The men famous for their oratory prowess do the best jobs again, unsurprisingly. JFK, Clinton, Obama and Nixon are the standouts. Reagan is good, but surprisingly not as good as you’d expect given his reputation and campaign charisma. The one who improves the most over his other presidential speeches is Ford, who gave a surprisingly touching and effective address here. The Bushes, Carter and Eisenhower were my least favorite convention speeches and they are also towards the bottom here. The biggest dip in quality from convention to inauguration is LBJ. He was never a great orator from my perspective, but he was always good. Yet his delivery at the inauguration is so slow and stilted that it’s the only speech I literally couldn’t bring myself to finish watching.
The ’60s and ’90s were the best decades of addresses here. I especially loved how the former talked so much about space, technology and the paradox of science having the power to destroy us. The worst decade was the ’50s, with forced prayers and dated fear-mongering/Cold War mentality.
Overall, I was surprised how boring these speeches were. A big part of it is my political burnout from doing so much research, and disillusionment with the Trump situation, I’m sure. But still, aside from JFK and Nixon’s two, I have no desire to watch or read the transcripts for any of these again. In contrast, there are a lot of convention speeches and at least 4 farewell speeches (from a much smaller pool) I see myself coming back to in the future.

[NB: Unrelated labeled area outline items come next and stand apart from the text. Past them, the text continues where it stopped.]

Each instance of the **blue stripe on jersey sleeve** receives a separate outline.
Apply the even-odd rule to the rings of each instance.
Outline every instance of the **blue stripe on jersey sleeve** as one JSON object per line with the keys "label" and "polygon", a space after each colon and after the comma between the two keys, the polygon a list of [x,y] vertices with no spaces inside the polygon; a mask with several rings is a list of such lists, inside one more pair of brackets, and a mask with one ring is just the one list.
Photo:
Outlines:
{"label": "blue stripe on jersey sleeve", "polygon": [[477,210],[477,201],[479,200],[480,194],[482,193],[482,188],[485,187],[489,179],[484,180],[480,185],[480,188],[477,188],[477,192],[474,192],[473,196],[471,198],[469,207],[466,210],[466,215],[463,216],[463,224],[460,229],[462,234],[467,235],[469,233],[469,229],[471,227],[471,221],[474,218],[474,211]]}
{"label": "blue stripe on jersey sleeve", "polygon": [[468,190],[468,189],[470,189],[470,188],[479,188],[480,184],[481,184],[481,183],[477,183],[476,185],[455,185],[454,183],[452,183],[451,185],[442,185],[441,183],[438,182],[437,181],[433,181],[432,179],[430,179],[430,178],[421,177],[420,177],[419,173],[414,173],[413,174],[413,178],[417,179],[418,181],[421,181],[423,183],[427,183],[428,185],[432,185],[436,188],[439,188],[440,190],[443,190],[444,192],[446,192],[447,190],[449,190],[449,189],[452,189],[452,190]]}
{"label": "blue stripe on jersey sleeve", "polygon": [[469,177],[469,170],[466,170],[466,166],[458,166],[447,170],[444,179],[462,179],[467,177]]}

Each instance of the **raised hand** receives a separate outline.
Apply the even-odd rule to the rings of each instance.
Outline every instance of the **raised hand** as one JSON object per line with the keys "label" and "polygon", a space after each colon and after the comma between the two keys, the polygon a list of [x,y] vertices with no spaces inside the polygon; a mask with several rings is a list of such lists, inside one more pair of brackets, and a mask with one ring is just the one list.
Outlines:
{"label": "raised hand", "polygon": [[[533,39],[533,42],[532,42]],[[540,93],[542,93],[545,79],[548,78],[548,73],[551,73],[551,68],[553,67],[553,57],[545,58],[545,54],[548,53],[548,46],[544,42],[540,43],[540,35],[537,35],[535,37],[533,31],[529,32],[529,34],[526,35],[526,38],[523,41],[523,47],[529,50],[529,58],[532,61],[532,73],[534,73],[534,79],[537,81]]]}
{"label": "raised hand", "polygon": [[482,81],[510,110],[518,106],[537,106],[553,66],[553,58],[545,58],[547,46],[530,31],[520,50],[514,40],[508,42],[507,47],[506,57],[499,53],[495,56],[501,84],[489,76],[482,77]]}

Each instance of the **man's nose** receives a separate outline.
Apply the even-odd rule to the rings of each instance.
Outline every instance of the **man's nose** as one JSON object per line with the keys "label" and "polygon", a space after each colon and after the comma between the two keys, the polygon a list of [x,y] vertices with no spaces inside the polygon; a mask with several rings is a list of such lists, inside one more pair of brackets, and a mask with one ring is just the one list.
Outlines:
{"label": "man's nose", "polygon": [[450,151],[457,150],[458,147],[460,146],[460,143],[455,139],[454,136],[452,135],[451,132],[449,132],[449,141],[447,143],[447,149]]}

The qualities which made me prefer the convention speeches included: the fact that real policy was discussed, there was more personality and differences allowed, and I felt like I really knew and understood the speakers’ as people after watching them. The qualities I appreciated from the farewell speeches included: the unusually blunt warnings/admission of flaws in our society and the peek at what goes on in the mind of a leader as they made their decisions. I didn’t get anything like that watching the inaugural speeches. It just felt like a lot of vacuous platitudes, lowest common denominator buzz-phrases, generalized promises and little else. They’re too scripted, too watered down to appeal to a mass audience (the whole nation) without alienating them since you need mass support to get anything done. Strategically, I understand why this has to happen, but it doesn’t make for a compelling experience as a listener, especially seeing so many of them back to back.

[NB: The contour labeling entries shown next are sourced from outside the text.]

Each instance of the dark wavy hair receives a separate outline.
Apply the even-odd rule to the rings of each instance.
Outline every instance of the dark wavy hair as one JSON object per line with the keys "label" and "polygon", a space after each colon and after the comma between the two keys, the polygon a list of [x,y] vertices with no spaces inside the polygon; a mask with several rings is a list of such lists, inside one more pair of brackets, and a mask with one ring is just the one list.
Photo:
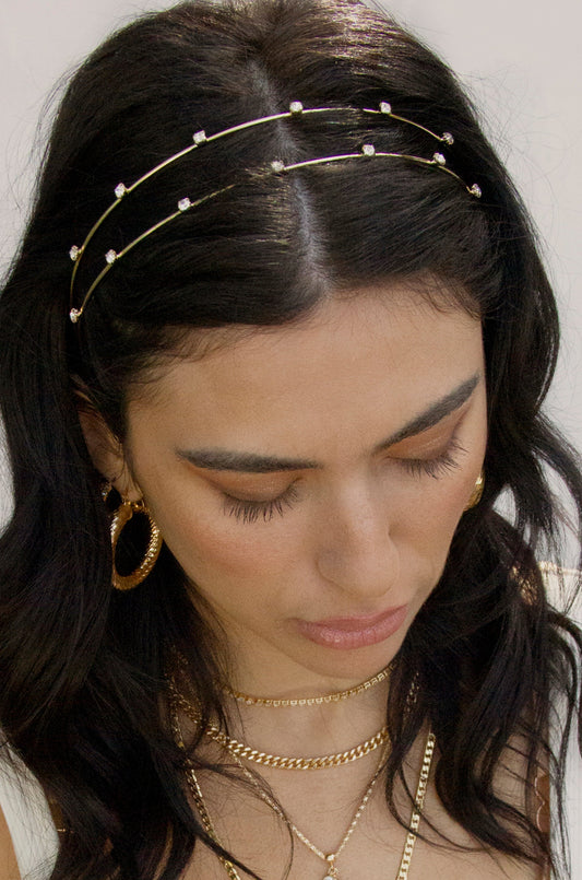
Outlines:
{"label": "dark wavy hair", "polygon": [[[417,156],[435,150],[419,129],[357,113],[263,125],[174,163],[103,224],[80,267],[81,296],[109,247],[122,248],[185,195],[235,184],[133,248],[73,326],[67,253],[115,186],[197,129],[280,113],[292,99],[356,108],[388,99],[432,131],[452,131],[450,166],[477,181],[483,198],[404,160],[258,174],[275,157],[357,151],[370,140]],[[351,0],[194,0],[138,19],[73,77],[0,298],[14,485],[0,540],[0,724],[73,832],[61,837],[52,880],[146,880],[156,870],[177,880],[207,838],[159,711],[170,650],[187,658],[206,715],[222,712],[219,646],[169,551],[139,588],[111,589],[109,515],[80,397],[123,442],[128,397],[163,359],[192,354],[183,345],[192,328],[203,340],[204,328],[285,325],[335,292],[427,277],[442,282],[431,294],[437,307],[482,316],[486,488],[396,657],[387,799],[399,816],[394,786],[429,721],[449,813],[484,846],[559,869],[561,845],[550,853],[532,813],[494,791],[503,750],[516,740],[525,743],[524,790],[539,765],[562,790],[579,705],[582,638],[548,603],[536,563],[560,536],[549,472],[566,485],[577,523],[582,480],[541,409],[558,321],[530,221],[454,75],[394,22]],[[494,508],[502,493],[514,514]],[[417,700],[404,712],[414,678]],[[560,734],[550,738],[562,702]]]}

The only two of these I would consider classic or iconic in the context of our political heritage would be JFK’s and Reagan’s first. They provide the two most influential quotes in modern American history; I’d wager that either line is repeated more often than anything said in all the other inaugural speeches combined. These two quotes are often used as the call to arms for their respective parties, and beyond that they embody the overarching values of their respective eras in time. (JFK’s being the Liberal Era and 5th Party System, Reagan’s being the Dynastic Era and 6th Party System.) Nixon’s speeches, especially 1968, would almost certainly be more favorably thought of today had he not disgraced himself. I think it’s on the same level as JFK and Reagan, but unfortunately nobody will ever be quoting Nixon in any positive context due to the legacy of Watergate. So this great speech has gone largely unappreciated on its own objective merits.